Harry Redknapp signed a player: Loic Remy (6.0) has scored his first Premier League goal, and QPR is undefeated in five games, which is exciting but also kind of disorienting in the way that Redknapp teams — with their cavalier disregard for things like debt, taxes and deadline-day honesty — are always disorienting. Redknapp seems to think Bobby Zamora (6.1) still exists, but I doubt it.

Michael Owen’s return: When Michael Owen (5.0) isn’t racing/training/discussing horses, or tweeting inane tidbits (“That’s it for the snowman competition”; “Nearly gave a needless pen away then”), he’s actually, you know, playing football, a sport at which he once excelled but that lately he hasn’t really thought about – like, at all — and which, to put it bluntly, is sick and tired of him, his horses, and @themichaelowen. Owen’s goal against Swansea is utterly meaningless in the context of his dead-end career, so don’t even think about signing him.

Walcott’s new deal: Theo Walcott (9.4) makes about 100 million pounds a week, which is a lot of cash, even by Premier League standards.
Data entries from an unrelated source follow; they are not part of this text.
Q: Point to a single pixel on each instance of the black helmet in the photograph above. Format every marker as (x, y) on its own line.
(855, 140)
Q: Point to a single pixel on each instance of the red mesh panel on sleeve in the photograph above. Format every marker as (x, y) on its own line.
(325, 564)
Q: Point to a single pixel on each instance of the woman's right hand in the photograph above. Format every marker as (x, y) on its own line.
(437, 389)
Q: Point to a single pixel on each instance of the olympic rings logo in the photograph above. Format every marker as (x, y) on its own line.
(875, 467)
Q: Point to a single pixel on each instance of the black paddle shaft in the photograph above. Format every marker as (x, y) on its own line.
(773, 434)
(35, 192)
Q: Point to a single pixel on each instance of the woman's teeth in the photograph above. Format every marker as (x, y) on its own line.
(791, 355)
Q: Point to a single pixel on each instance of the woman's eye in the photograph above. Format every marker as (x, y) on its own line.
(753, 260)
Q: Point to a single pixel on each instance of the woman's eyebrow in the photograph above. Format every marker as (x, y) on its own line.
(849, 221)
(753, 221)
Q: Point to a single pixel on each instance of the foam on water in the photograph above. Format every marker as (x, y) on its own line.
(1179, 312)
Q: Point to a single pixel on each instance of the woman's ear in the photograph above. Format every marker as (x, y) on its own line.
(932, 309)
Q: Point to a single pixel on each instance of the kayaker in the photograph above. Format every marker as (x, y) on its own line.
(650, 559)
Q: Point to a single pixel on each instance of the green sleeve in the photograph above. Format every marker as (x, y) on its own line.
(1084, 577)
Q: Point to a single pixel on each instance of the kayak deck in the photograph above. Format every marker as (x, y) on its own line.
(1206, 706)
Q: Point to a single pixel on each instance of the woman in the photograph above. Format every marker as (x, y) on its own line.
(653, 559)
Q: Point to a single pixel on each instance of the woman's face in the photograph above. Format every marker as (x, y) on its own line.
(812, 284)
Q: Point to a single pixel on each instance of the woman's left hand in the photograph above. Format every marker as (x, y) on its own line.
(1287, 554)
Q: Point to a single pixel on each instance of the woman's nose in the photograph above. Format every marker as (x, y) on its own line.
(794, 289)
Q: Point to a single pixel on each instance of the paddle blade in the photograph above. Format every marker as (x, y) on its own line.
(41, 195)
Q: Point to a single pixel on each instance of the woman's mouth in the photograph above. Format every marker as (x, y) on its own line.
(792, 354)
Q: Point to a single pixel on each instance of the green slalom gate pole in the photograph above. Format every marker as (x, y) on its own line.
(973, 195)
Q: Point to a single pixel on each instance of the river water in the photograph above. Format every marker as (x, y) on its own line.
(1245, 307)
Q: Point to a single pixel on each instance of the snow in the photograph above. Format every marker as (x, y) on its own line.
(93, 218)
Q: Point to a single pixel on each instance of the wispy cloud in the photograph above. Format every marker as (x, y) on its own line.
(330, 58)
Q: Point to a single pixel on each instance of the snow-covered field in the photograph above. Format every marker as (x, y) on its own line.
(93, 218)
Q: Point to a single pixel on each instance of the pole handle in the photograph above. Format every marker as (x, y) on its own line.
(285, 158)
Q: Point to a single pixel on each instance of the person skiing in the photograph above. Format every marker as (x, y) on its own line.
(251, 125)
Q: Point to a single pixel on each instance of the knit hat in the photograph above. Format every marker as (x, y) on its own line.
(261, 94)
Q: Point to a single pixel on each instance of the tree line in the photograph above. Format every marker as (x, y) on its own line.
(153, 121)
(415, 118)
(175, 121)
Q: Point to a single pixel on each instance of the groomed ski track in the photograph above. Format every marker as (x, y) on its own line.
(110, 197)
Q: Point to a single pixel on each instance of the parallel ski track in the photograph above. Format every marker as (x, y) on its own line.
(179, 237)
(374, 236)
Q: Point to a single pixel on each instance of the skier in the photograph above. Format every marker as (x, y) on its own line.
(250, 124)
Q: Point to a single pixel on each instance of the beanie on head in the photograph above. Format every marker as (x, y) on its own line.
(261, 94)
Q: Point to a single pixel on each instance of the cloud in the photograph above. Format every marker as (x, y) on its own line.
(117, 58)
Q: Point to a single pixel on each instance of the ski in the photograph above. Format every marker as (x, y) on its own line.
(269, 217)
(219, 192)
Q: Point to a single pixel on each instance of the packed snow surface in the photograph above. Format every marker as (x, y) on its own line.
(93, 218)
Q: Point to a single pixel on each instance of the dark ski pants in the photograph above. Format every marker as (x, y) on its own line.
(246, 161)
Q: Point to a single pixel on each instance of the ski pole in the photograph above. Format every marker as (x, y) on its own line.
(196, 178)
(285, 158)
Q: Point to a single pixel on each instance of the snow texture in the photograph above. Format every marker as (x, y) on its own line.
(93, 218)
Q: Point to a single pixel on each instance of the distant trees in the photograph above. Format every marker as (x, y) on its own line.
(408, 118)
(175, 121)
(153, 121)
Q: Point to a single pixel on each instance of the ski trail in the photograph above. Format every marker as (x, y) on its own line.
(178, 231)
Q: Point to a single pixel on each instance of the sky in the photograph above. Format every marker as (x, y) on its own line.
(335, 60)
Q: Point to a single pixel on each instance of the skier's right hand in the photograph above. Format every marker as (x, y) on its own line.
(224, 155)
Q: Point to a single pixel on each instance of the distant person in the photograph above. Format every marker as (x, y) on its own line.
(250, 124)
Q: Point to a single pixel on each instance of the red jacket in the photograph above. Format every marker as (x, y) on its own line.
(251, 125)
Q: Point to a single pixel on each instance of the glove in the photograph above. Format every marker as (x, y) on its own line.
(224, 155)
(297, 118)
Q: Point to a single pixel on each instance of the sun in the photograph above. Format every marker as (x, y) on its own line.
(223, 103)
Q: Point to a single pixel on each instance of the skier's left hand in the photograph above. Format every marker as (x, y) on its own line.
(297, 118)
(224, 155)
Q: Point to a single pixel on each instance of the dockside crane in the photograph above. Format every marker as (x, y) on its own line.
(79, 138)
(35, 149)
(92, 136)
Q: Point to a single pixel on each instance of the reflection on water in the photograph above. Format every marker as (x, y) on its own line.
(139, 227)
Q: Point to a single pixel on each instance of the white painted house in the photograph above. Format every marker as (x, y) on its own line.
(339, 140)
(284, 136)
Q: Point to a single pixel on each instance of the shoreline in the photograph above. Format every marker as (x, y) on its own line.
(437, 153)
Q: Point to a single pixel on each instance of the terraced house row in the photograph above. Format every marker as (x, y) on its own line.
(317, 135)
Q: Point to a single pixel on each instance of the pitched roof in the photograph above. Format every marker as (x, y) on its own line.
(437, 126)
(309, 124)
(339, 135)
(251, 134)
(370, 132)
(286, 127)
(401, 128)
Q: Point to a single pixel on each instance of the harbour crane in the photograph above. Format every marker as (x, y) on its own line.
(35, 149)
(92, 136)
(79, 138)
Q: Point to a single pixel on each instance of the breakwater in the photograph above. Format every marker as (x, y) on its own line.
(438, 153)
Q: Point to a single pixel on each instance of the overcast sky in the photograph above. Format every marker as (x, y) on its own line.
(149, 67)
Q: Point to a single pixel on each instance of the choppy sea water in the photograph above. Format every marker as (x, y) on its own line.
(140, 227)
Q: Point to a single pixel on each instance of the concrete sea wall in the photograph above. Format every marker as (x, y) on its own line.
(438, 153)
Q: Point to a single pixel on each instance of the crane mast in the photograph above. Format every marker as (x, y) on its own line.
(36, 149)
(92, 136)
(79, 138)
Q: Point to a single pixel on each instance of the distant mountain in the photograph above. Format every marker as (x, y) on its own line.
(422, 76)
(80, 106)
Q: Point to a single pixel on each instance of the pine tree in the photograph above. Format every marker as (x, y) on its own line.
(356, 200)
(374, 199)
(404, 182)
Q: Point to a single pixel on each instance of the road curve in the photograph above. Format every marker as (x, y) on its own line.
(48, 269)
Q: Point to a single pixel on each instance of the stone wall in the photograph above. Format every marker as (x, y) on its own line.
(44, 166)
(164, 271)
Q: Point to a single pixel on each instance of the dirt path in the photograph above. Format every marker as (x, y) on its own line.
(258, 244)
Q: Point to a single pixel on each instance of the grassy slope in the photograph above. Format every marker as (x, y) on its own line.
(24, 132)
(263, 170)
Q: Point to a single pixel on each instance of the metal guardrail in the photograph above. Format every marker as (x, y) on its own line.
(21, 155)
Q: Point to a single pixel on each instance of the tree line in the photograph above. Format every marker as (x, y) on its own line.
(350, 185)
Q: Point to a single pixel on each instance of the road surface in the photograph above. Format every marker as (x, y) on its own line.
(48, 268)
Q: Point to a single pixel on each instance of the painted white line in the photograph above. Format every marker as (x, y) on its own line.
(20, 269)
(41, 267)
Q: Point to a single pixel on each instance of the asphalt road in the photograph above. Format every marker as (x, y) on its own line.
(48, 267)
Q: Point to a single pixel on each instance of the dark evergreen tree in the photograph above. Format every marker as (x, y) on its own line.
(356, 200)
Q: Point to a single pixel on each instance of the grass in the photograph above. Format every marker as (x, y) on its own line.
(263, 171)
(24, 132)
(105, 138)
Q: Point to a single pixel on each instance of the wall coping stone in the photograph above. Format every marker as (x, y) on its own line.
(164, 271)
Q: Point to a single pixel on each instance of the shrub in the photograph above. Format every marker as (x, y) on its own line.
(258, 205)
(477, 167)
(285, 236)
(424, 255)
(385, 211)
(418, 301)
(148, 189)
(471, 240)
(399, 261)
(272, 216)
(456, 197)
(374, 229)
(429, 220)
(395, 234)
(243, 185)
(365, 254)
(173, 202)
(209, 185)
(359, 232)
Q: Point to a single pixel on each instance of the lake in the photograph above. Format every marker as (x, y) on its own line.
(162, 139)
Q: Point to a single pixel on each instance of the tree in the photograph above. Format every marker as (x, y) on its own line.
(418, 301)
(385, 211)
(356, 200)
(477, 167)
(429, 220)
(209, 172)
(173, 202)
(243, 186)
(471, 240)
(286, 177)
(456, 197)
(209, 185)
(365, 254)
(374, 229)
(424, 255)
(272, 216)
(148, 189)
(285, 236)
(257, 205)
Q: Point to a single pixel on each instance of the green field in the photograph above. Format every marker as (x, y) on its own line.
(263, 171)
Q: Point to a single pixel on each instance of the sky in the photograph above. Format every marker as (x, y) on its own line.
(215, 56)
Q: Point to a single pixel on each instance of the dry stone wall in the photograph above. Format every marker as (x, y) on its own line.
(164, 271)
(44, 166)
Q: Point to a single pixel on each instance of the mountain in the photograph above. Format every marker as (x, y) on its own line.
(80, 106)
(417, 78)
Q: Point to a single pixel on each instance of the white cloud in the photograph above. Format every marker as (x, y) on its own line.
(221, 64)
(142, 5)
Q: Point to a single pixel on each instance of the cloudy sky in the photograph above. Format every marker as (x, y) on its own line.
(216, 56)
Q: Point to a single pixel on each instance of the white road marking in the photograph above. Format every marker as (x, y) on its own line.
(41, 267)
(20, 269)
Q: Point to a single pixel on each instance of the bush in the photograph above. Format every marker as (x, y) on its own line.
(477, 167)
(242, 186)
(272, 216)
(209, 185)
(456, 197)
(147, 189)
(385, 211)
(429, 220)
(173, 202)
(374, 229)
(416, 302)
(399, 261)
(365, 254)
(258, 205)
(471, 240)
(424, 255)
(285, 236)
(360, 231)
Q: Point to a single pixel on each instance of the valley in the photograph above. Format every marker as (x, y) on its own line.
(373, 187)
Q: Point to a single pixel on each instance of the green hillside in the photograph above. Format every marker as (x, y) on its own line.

He’s also a striker – a real, living, breathing striker, not the imaginary striker who used to net imaginary goals in imaginary stadiums inside Walcott’s head. On Sunday, Walcott added another strike to his already impressive tally — more proof that, this season, he really does play up front.

Speaking of Englishmen who think they’re strikers: Daniel Sturridge (7.4) scored his third goal in three Liverpool games, and his spectacular dummy contributed to one of the best team moves of the weekend. Liverpool beat Norwich 5-0, and one of those goals was scored by Steven Gerrard (9.4), who used to score spectacular goals every other weekend but who hasn’t found the top corner in quite a long time. Not that anyone on Merseyside would admit that Gerrard has gotten exponentially sloppier over the last 18 months. That would be blasphemy, pure and simple.

When Nigel Adkins was sacked, I dared to dream: For a split second, the Southampton job — and all its attendant dreams, opportunities, and doorways full of light – was vacant. Then I blinked, and the Saints appointed Mauricio Pochettino, and a small but not insignificant part of my deepest, darkest, innermost soul – the part that harbors Premier League coaching ambitions – died a sad death, and the world came crashing down.